By MATTHEW BEARD
An investigation was launched by the British Ministry of Defence yesterday into allegations that British paratroopers in Kabul opened fire on a local family that was trying to take a pregnant woman to hospital.
Initial reports of the incident that happened in the early hours of Saturday suggested Afghan snipers had fired the first shots in a skirmish with paratroopers at an army observation point.
However that sequence of events, which told of an unprecedented attack on members of the International Security Assistance Force, was contradicted yesterday by accounts from witnesses and injured members of the family.
Local residents said they were helping a family to take a 21-year-old pregnant woman, named as Faira, to hospital when they claim they came under fire from a six-man patrol.
According to witnesses, the family, who claimed they were all unarmed, came under a hail of bullets when the lights were switched on. The woman's husband, Mohammed Isaq, 25, claimed he was shot in the arm and his brother, Amaun, 20,was shot in the head and died instantly. The woman's mother-in-law and the driver were also injured, the witnesses said.
Mohammed Isaq, who showed a bandage where he had been wounded in the arm, said peace-keepers came to the house before dawn to offer help but his brother was already dead and his wife had given birth to a boy.
His wife showed what seemed to be superficial shrapnel wounds on her neck and knee but the baby appeared to be healthy. Isaq said: "We did not have any weapons of any kind. We did not hear any gunfire until we ourselves are shot. We were only trying to take my wife to hospital."
The paratroopers, from the 2nd Battalion were unharmed and evacuated the observation post after the incident. Officers immediately insisted they had merely returned fire. Captain Graham Dunlop, a spokesman for the British-led force confirmed insisted that the patrol fired shots only after they had been shot at. He said: "The soldiers identified the firing point and returned the fire."
He said there was more than one gunshot but did not know how many rounds the soldiers fired. Jonathan Turner, an ISAF spokesman, denied a grenade had been used and added there had been a very brief exchange.

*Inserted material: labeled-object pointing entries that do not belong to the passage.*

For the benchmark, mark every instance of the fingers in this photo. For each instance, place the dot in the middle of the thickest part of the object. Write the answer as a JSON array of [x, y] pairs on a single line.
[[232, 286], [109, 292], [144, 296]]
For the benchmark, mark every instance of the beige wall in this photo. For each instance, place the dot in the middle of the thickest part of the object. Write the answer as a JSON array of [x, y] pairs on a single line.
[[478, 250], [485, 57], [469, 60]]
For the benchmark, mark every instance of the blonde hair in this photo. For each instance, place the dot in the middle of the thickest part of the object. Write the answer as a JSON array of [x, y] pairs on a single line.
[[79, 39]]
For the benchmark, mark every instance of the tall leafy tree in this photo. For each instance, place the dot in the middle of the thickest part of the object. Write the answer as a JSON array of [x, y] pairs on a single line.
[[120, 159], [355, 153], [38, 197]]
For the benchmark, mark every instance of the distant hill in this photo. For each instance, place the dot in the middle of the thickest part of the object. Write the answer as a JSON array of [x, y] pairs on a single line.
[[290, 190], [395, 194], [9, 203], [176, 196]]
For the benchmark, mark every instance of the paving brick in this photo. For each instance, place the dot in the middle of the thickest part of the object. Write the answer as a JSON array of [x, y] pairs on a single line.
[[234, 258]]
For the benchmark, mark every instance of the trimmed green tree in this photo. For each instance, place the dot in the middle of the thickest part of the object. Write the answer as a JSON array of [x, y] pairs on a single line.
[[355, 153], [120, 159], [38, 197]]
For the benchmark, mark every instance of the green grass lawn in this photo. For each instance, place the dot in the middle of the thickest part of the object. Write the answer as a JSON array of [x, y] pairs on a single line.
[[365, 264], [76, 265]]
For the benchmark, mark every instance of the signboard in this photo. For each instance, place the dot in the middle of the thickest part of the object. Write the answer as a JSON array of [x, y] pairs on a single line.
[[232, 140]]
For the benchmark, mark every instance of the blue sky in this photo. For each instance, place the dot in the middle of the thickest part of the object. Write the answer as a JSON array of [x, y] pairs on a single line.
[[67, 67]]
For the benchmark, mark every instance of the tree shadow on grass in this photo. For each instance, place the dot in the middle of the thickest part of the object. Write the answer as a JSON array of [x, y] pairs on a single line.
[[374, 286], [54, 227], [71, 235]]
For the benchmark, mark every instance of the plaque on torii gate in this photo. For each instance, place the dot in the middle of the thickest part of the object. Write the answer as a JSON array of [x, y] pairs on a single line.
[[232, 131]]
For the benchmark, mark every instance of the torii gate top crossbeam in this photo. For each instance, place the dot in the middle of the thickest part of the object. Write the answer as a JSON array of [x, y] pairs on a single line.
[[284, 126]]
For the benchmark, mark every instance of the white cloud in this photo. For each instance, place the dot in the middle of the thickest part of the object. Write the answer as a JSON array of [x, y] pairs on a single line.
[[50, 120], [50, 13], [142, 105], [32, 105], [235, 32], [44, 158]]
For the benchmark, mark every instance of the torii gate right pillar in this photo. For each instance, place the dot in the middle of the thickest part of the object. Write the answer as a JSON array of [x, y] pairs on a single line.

Army sources said they were sceptical about the family's claim that none of them were armed. They also pointed out that troops from ISAF were operating under extremely tight rules of engagement.
Officers from the Afghan and British military police began their investigations last night into the incident, which was the latest in a string of violent attacks that have undermined peace-keeping and efforts to end internal fighting.
The Interim Afghan leader, Hamid Karzai, said the situation was not clear but that there was "some sort of incident of firing" in which one or two shots were fired at the peace-keepers' post.